Wayland has come a long way and finally works with newer NVIDIA cards. Below, I document how I scaled my dual 4K monitors to 125% instead of the default 100%.
How to enable fractional scaling
I take no responsibility if you enter the command below. Only proceed if you know what you are doing. With that out of the way, let’s enable fractional scaling.
Type or paste this command into the terminal (including the ” at the end):
gsettings set org.gnome.mutter experimental-features “[‘scale-monitor-framebuffer’]”
After you entered the above command string into your Gnome terminal, open Settings > Display and find the scaling option. Note that you need to select from a drop-down menu as shown in the image below.
Fedora 35 NVIDIA Wayland 4K scaling
For a dual or single 28″ monitor setup, the setting of 125% or 150% works best. I also have some 1440p Ultrawide monitors which are connected to various workstations. To keep the graphics at an uniform scale, I would have to chose 150%. For programing and web design, the 150% setting is good. For graphics design software such as FreeCAD and Blender, the 125% setting is better. Complex software has a lot of menu options and icons and thus, the 125% scaling works nicely but if you eyesight is like mine (not what it used to be) then feel free to try the 150% setting.
Fedora 35 beta NVIDIA driver information
Right after installing the Fedora 35 Workstation beta, the above command instantly provided the drop-down menu for various monitor scaling options. There was no need to install any proprietary graphics drivers as we had to in the past. All in all, Fedora 35 is THE Linux distribution in 2021.
Next, I will install the NVIDIA drivers so that I get the accelerated render feature when I use Blender. Unfortunately, today is kind of busy so it’ll have to wait until later. I’ll update if something unexpected happens. Thank you for reading. Ciao for now.
Thanks buddy, I almost went back to winblows.

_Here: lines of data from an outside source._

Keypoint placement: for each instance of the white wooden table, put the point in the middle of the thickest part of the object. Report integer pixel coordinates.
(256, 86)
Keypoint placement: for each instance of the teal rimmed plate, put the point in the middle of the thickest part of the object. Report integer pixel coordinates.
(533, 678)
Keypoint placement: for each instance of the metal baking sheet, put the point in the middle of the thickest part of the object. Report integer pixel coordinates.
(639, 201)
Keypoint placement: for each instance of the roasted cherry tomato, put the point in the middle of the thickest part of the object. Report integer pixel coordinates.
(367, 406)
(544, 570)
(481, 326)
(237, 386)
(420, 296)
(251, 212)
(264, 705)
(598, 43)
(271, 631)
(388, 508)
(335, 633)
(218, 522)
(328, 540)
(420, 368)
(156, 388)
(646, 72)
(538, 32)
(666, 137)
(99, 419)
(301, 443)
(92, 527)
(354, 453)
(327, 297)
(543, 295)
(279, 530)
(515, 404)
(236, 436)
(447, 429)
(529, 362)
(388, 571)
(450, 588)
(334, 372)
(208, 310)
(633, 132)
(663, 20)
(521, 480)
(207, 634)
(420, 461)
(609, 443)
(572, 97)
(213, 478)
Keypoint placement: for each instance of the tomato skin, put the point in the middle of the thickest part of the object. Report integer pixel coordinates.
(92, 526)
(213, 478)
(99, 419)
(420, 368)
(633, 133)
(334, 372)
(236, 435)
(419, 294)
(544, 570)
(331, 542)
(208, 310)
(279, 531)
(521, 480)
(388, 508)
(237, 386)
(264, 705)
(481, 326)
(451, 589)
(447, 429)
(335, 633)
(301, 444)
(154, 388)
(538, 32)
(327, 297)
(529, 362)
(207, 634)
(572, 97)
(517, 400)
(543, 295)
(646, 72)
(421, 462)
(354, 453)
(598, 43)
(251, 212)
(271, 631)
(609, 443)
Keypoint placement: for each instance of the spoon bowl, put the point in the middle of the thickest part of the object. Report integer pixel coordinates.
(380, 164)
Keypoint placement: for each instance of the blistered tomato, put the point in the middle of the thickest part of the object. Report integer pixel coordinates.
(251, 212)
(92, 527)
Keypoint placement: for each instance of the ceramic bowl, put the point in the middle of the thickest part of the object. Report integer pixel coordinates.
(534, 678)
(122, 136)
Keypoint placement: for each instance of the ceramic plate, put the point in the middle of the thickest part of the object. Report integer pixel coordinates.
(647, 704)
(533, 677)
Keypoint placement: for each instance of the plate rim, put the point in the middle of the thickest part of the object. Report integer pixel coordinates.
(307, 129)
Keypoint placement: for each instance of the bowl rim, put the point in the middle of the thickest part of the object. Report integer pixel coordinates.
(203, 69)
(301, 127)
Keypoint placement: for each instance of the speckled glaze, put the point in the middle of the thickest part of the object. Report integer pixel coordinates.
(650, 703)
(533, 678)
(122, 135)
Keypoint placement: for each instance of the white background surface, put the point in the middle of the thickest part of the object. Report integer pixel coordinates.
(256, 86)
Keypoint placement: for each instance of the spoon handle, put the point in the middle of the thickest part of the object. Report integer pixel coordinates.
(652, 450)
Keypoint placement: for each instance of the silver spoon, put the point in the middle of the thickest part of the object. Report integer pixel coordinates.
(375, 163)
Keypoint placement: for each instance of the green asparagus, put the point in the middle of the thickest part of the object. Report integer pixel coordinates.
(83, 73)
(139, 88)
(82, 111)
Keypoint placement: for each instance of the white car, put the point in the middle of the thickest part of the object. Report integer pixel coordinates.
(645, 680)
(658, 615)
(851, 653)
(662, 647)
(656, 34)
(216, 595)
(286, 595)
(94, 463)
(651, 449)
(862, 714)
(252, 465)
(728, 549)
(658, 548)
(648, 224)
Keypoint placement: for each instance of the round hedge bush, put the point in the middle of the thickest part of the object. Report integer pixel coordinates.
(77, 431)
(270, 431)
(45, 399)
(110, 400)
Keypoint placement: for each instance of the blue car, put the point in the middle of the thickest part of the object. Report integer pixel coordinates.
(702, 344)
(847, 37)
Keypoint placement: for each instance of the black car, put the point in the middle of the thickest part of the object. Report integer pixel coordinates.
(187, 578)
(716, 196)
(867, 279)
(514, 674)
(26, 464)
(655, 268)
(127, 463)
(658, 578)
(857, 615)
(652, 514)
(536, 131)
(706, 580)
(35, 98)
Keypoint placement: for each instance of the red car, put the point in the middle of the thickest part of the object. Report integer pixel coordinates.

Keep posting more tutorials please.
I’m glad you got it working.
Unfortunately, fractional scaling still has some problems on Fedora 35/GNOME 41. For example, all apps other than GTK ones look blurry on my 4k 27″ monitor, and performance takes a big hit when I choose 125%/150% over 100%.
I guess I still have to tweak the font size for now…
Thanks anyway for the tutorial.
Sorry to hear that Vini,
Because of the issues 4K displays cause, I have sold my monitors and use only 1440p. Looking back, my only regret is to have ever bought into that scam. 4K or even higher resolution displays only work for Apple/macOS. Other than that, F35 is THE distribution right now. We’ve come a long way! 🙂
“There was no need to install any proprietary graphics drivers as we had to in the past. All in all, Fedora 35 is THE Linux distribution in 2021.” I do not think it is true. I do not know how your os is smooth by using opensource graphics drivers, but mine is really bad, my nvidia card is GT 1030. And If you installed nvidia proprietary graphics driver, fedoroa 35 will fallback to X11 not Wayland
Yes, that is correct. Fedora will default to X11 upon installing the proprietary NVIDIA drivers. I have a dedicated workstation to run Blender, FreeCAD and CURA on and on that computer, I have to install the NVIDIA drivers. In all honesty, while Wayland is the future, right now X11 is fine.
My other computers run the opensource GFX drivers and perform flawlessly. FreeCAD, OpenOffice, Gimp and the like don’t need accelerated drivers at all. Depending on your needs, you will have to decide which is especially an issue if you also game on Linux but gaming is a topic I know nothing about.
Just noticed that the command you give has smart quotes in it as rendered here rather than plane quotes which will trip up a lot of shells trying to parse arguments.
Thanks for pointing this out DJ,
I recommend that when ever one copies from a web page first gets pasted to a text editor and then do a fresh copy paste as it will strip out everything except the actual text.
The command is giving me an “expected value” error and doesn’t enable it. The terminal points to the ” right before the [
Unfortunately, I can’t test this anymore because I have upgraded my monitors from 4K to the more Linux-friendly 1440p (2K) format. Fedora 36 uses a newer version of Gnome and I hear that many people have issues with fractional scaling.
I will how ever investigate this issue in the days to come because my 15″ laptop runs Fedora 36 and the 1440p resolution is not ideal when used by itself. Plugged in to an external monitor is perfect.